19 de julio de 1936

En la mañana de este domingo estival, Madrid estaba ya en pie de guerra. Un nutrido e incesante tiroteo en las calles daba la sensación de que los enemigos estaban bien decididos a triunfar. Se nos tiroteaba desde las azoteas de las casas, desde los balcones y ventanas, hasta en las esquinas de las bocacalles. Era un peligro circular aquel día por Madrid.

Nutridos grupos de trabajadores de las organizaciones sindicales y políticas, fusil o escopeta al hombro, recorrían las calles y plazas, localizando a los fascistas emboscados, que nos ametrallaban cobardemente, y dándoles su merecido. Empezó a zumbar el cañón, y sus disparos retumbaban en la ciudad. ¡Eran los militares sublevados del Cuartel de la Montaña, sito en la calle de Ferraz, cuya parte posterior daba al paseo de Rosales!

El día fué muy accidentado para mí, desbordado como estaba por mi trabajo. A eso de las seis de la tarde tomé un taxímetro y me hice conducir a la calle de la Luna, al local de Sindicatos de la C. N. T.
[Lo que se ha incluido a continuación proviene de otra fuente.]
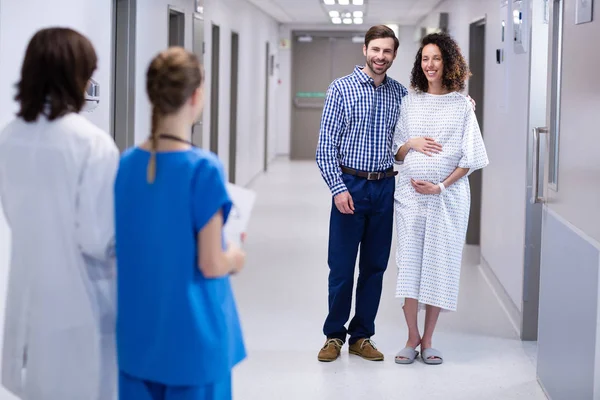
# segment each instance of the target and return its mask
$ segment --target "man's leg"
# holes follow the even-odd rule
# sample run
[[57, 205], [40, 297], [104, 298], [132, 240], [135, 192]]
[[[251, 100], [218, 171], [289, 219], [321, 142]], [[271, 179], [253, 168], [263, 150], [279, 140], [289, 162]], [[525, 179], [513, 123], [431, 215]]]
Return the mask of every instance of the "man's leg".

Debo advertir aquí que nuestro local había sido clausurado por la policía unos días antes, cosa que había ya ocurrido distintas veces por obra y gracia −¡maldita la gracia!− del Gobierno republicano de izquierda. Y aun el mismo viernes por la noche, víspera de la llamada del Gobierno a los trabajadores anarquistas, el local de nuestra Confederación continuaba clausurado y acordonado por los policías.

Nuestro local estaba ya abierto −¿cómo no?−, y en lugar de los policías que dos días antes vigilaban la puerta, vi a los compañeros que, como imponente aluvión de hormigas, entraban y salían precipitadamente, llevando y trayendo armas y municiones.

El aspecto del local de la Confederación en aquellos días lo llevo grabado en mi imaginación. ¡Con qué nobleza habían respondido a la llamada los eternos perseguidos y apaleados, los "bandidos con carnet", como se nos llamaba a los anarquistas, a los trabajadores confederados!

Pero en el momento trágico, en la hora crítica en que el Pueblo se veía seriamente amenazado por los traidores militares, la eterna "cenicienta" de los Gobiernos españoles acudía, llena de entusiasmo, a la angustiosa llamada del Gobierno,su perseguidor, y devolvía bien por mal. ¡Así somos los hombres de la Confederación! ¡Que no lo olvide nadie!

Entré en el local y me entrevisté con mis compañeros del Sindicato Unico de Espectáculos Públicos al que yo pertenecía. El momento era grave. Tan grave, que desde allí mismo di contraorden a mis ayudantes para el trabajo del lunes, rogándoles avisaran a todos mis artistas que se suspendía el rodaje de la película hasta nueva orden, a causa de las circunstancias.

Un grupo de compañeros nos dirigimos a la calle de Ferraz, que estaba tomada por el Cuerpo de Asalto, para evitar más víctimas, pues los rebeldes habían matado ya a algunos de los nuestros con sus ametralladoras, emplazadas en el interior del cuartel y con las que hacían un fuego ininterrumpido.